Gli scienziati hanno scoperto che i dati sono limitati e affermano che sono urgentemente necessarie ulteriori ricerche sul costo ambientale dei diversi sistemi di allevamento. Tuttavia, i risultati suggeriscono che molti sistemi ad alto rendimento sono meno dannosi dal punto di vista ecologico e, soprattutto, utilizzano meno terra.
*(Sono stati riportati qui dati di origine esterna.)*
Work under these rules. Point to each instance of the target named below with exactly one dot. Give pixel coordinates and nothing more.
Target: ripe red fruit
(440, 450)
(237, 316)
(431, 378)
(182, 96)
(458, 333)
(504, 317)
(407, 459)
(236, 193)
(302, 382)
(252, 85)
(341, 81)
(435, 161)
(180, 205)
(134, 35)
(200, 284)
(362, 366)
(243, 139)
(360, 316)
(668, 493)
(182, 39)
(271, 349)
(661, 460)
Ad esempio, nelle prove sul campo, l’azoto inorganico ha aumentato i rendimenti senza alcuna “penalità” di gas a effetto serra e un minore consumo di acqua per tonnellata di riso. Per tonnellata di carne bovina, il team ha scoperto che le emissioni di gas serra potrebbero essere dimezzate in alcuni sistemi in cui le rese sono aumentate aggiungendo alberi per fornire ombra e foraggio per il bestiame.
Lo studio ha esaminato solo l’agricoltura biologica nel settore lattiero-caseario europeo, ma ha rilevato che – a parità di quantità di latte – i sistemi organici hanno provocato almeno un terzo in più di perdita di suolo e assorbono il doppio di terreno, rispetto all’agricoltura convenzionale.
Il co-autore Professor Phil Garnsworthy dell’Università di Nottingham, che ha guidato la squadra del settore lattiero-caseario, ha dichiarato: “In tutti i sistemi lattiero-caseari troviamo che una maggiore produzione di latte per unità di terra porta generalmente a una maggiore efficienza biologica ed economica della produzione. I produttori di latte dovrebbero dare il benvenuto alla notizia che sistemi più efficienti hanno un minore impatto ambientale”.
Il dott. David Edwards, esperto di conservazione e coautore dell’Università di Sheffield, ha dichiarato: “I sistemi organici sono spesso considerati molto più rispettosi dell’ambiente rispetto all’agricoltura convenzionale, ma il nostro lavoro ha suggerito il contrario: utilizzando più terra per avere la stessa resa, l’agricoltura biologica potrebbe alla fine accumulare maggiori costi ambientali”.
Gli autori dello studio affermano che l’agricoltura ad alto rendimento deve essere combinata con meccanismi che limitino l’espansione agricola se vogliono ottenere benefici ambientali. Questi potrebbero includere una rigorosa zonizzazione del territorio e sussidi rurali ristrutturati.
“Questi risultati aggiungono la prova che risparmiare gli habitat naturali utilizzando l’agricoltura ad alto rendimento per produrre cibo è la soluzione a minor impatto possibile”, ha aggiunto Balmford.
“Laddove l’agricoltura è fortemente sovvenzionata, i pagamenti pubblici potrebbero essere subordinati a rendimenti alimentari più elevati da terreni già coltivati, mentre altri terreni vengono messi fuori produzione e ripristinati come habitat naturale, per la conservazione della fauna selvatica e del carbonio o delle acque.”